Our Black Angus cows graze on fresh pasture throughout the warm months and come in the barn during the winter to eat hay we harvested from our farm. Over the decades, we have improved our herd and pasture by focusing on our relationship to both.

We strive to treat each animal with respect and to provide each with a safe, comfortable, and satisfying life.

Calving

Every spring each cow gives birth to one calf, which will spend the next 7 months at its mother's side.  She will provide the calf with milk, care, and protection as they graze on our 400 acres of pasture.  The calves will graze, loaf and play with their herd mates.
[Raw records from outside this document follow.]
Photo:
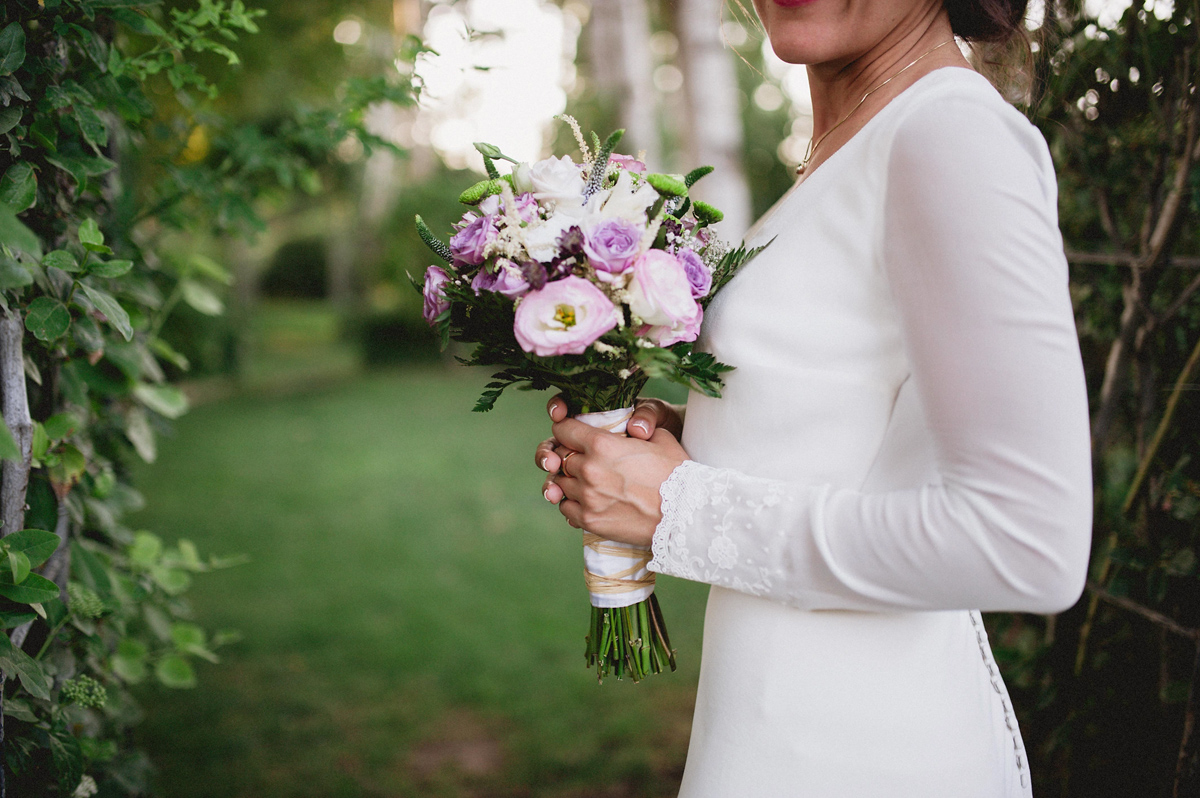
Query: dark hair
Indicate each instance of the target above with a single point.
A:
(988, 21)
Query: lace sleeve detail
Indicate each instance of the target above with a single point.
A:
(713, 531)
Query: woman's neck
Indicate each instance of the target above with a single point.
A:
(838, 87)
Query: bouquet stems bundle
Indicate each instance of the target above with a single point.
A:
(589, 277)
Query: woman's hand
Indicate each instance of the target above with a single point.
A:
(610, 485)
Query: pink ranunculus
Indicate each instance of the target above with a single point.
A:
(612, 245)
(699, 274)
(628, 162)
(473, 237)
(660, 294)
(564, 318)
(436, 301)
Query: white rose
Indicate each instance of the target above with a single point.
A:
(557, 180)
(623, 201)
(541, 239)
(522, 179)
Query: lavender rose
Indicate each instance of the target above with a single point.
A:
(436, 301)
(612, 246)
(660, 294)
(564, 318)
(699, 275)
(473, 237)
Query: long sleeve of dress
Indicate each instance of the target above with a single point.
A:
(975, 263)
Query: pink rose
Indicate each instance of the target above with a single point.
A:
(660, 294)
(564, 318)
(436, 301)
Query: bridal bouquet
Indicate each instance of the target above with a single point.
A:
(591, 277)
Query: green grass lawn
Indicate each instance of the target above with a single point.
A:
(413, 610)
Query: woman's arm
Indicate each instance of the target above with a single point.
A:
(975, 259)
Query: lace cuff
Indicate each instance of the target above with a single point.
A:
(729, 529)
(683, 496)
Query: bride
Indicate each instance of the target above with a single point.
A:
(904, 441)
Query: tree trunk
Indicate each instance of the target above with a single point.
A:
(714, 114)
(16, 415)
(623, 70)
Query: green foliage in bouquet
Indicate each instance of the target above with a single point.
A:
(102, 105)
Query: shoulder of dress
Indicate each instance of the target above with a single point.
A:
(960, 108)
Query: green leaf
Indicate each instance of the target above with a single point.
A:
(10, 118)
(67, 756)
(13, 618)
(130, 664)
(91, 126)
(9, 448)
(13, 274)
(174, 671)
(209, 268)
(60, 259)
(168, 353)
(186, 635)
(33, 589)
(48, 318)
(21, 711)
(90, 234)
(18, 187)
(12, 48)
(16, 235)
(137, 430)
(37, 545)
(18, 564)
(172, 580)
(60, 425)
(145, 551)
(111, 268)
(166, 400)
(41, 443)
(30, 672)
(201, 298)
(81, 167)
(112, 310)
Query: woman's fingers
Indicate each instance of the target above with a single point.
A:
(653, 414)
(557, 408)
(545, 456)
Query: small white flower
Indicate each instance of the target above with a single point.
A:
(87, 789)
(541, 239)
(557, 180)
(724, 552)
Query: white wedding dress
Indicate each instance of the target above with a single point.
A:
(904, 442)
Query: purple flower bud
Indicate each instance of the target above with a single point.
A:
(699, 275)
(474, 234)
(436, 301)
(613, 245)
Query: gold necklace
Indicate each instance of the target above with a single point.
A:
(815, 143)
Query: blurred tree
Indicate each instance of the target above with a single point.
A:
(1108, 691)
(115, 161)
(714, 112)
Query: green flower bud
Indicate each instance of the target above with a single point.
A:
(84, 691)
(667, 185)
(84, 601)
(706, 214)
(483, 190)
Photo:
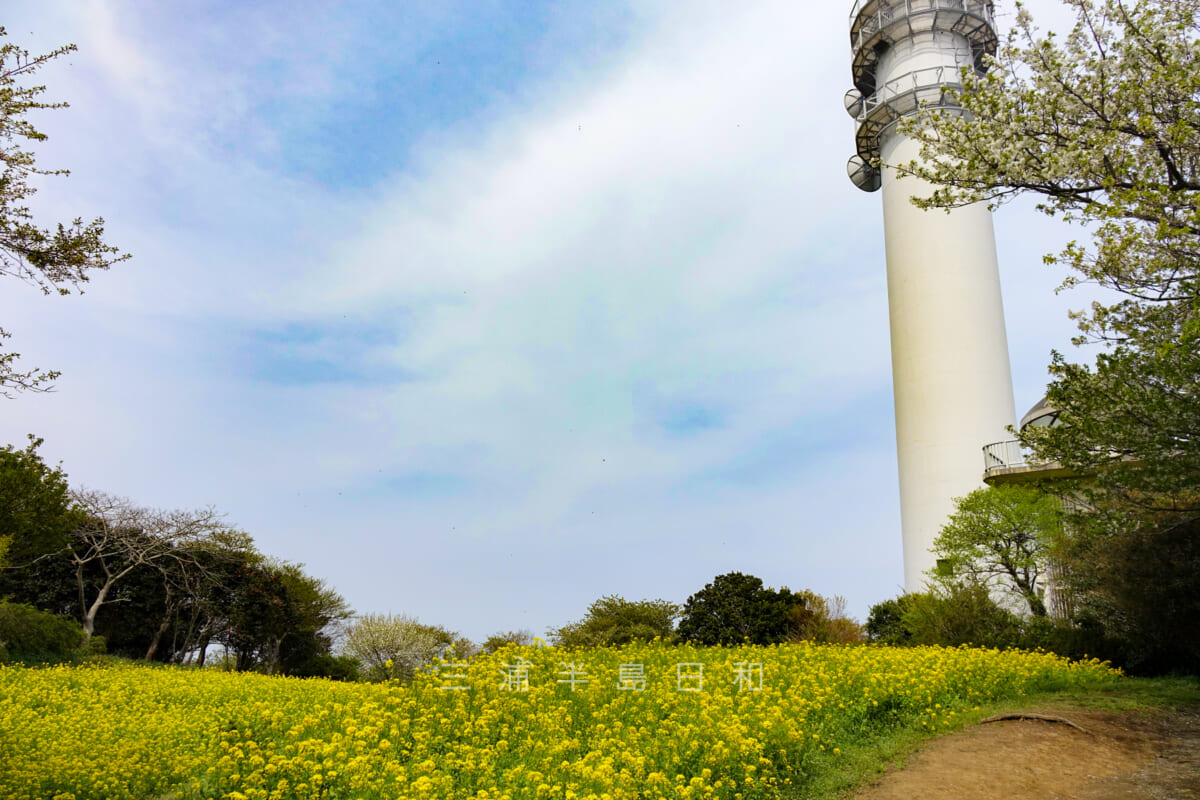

In the fall when the weather begins to turn cold and our pasture growth slows, we wean the calves through a method known as fence-line weaning.  The cows and calves can see and smell each other as they start their new lives apart.  Within a couple days, the cows have finished their job for the year.

Winter's Over

When spring arrives, the cattle will head back out to our best pastures, to graze on our fresh grass through the growing season. We practice rotational grazing, which means that we will move them to new pastures at least once per day from May-November. This ensures that they eat as much grass as they can because nothing excites them more than fresh grass! It also ensures that our land is kept lush and green. Throughout the year, the cattle have continual access to shade along with water, salt, and minerals.

Fresh Spring Pasture

The finishing period for our grass-fed beef is 10-15 months after weaning. Our hard work at rotational grazing and harvesting hay for the winter months enables our cows to reach a level of finish that produces well-marbled, tender, and flavorful beef.